Turning river rubbish into money in Bangladesh
New work led by Practical Action is set to improve marine and animal life, human health and create wealth for thousands of waste workers in Bangladesh.
A new Pyrolysis plant is converting single-use plastics collected by waste workers from homes, businesses, dumps, and rivers in Faridpur. The plastics are turned into light synthetic fuel oil and black carbon-which is tiny black particles which can be sold as printing ink.
A Pyrolysis plant is a recycling machine that can convert vast amounts of plastic waste into oil or fuel.
The waste management challenge in Bangladesh is daunting. Each year an estimated 800,000 tonnes of plastic waste are generated. A significant percentage also gets burnt on the side of roads contributing to Bangladesh’s poor air quality and releasing significant greenhouse gas emissions. While there is recycling of plastic bottles – most single-use plastics and soft plastics ends up in landfills, the local environment, or via Bangladesh’s many rivers into the ocean.
This is more worrying especially in cities such as Dhaka and Chittagong where 10% of daily waste is plastic, with less than half getting recycled.

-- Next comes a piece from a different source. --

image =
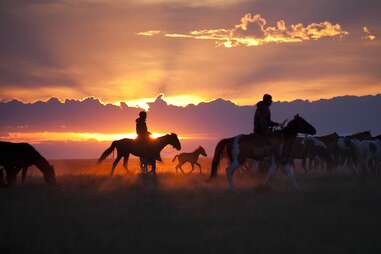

Faridpur is home to nearly 500,000 people and generates 6.2 tonnes of single-use plastic waste daily equivalent to the weight of half a London New Routemaster bus per day.
The waste management challenge is not just a concern for Bangladesh. According to UNEP – UN Environment Programme, global municipal waste will increase to 3.8 billion tonnes per year by 2050 equivalent to a 8.6 million Boeing 747s, in the next 30 years, as more people move from rural areas into urban centres and what we consume continues to change.
The Faridpur plastic pyrolysis plant is expected to treat 360kg of thin-film plastic daily. That is 36% of a tonne to help tackle the waste management crisis for a region that is on the sharp end of the climate crisis.
Although this will not solve the plastic waste crisis in rivers, it will act as a living example of the sort of technology and approach needed to address it. Once the waste has a value for collectors, incentivising more sorting and collection, our commercial partner River Recycle will consider scaling up operations.
Practical Action has for several years been helping to resolve this issue by creating markets for rubbish. This is done with informal waste workers so that they are part of the solution.
Lucy Stevens, Practical Action Head of Urban Services said,
“Our approach to waste management is people-centred.
“We start by working with the many informal workers who are already at the heart of collection and recycling. They already have skills and connections to identify different types of waste and where they can be sold.
“We support them through a Transformative Model to improve the safety, efficiency, and value of their work in partnership with the Local Government”.
The initiative started in 2021 will by 2025:
- Transform the lives of informal waste workers, create new jobs, and reduce plastic waste pollution. The sale of oil will ensure the sustainability and financial viability of the pyrolysis business.
- Reduce river-based plastic pollution, which would flow into the Indian Ocean, by installing a floating litter trap to remove plastic from the river.
- Integrate waste management into local government structures, work with existing waste management processes, and partner with other waste actors to create new ideas and achieve both business and social benefits.
- The project aims to equip waste workers with the skills to collect, classify, and recycle single-use plastics, resulting in a robust market for such materials.
- Establish river cleaning units, land-based collection, sorting, and plastic cleaning systems. Four pyrolysis units will be established, creating 300 new jobs, and improving 1700 existing jobs in waste collection, sorting, cleaning, and processing.
- Relevant laws and standards will be developed and advocated for, and market outlets for pyrolysis products will be connected to develop a market chain for low-value, non-recyclable waste.
Fariduzzaman Shapon, Practical Action project manager for the new initiative said,
“Plastic pollution is a growing crisis in Bangladesh. It impacts cities, towns, forests, soils, rivers, and even the air we breathe! This pyrolysis plant offers a blueprint for others, so they can take action and create hope for the future.
“It is a glimpse of the future where single-use plastics can be managed in an environmentally sustainable way which reduces the need for new fossil fuels, reduces air pollution, and creates a clean environment for future generations.
“We are now working with waste worker co-operative to improve and create new employment through creating a new market for single use plastic waste, so that we create demand for items that currently have very limited commercial value.
“We know tackling the plastic crisis will require a two-pronged approach, both advocating with companies to reduce production of plastics, and ensuring more of what is produced is collected and recycled.
“As we achieve that, our will be to advocate for others in positions of power to take this work to scale so many more of our rivers, cities can benefit along with millions more people.”
Practical Action is partnering with a state-of-the-art supplier Scarab Tech from South Africa, whose machinery uses an emission-free process, heating (not burning) plastic in a sealed container and distilling it back into fuel.
The project, Increasing employment by creating value from plastic waste in Bangladesh, is financed by Ministry of Foreign Affairs Denmark, through the DANIDA Markets Development Partnership and delivered by Practical Action in partnership with Society Development Committee, River Recycle and Faridpur Municipality.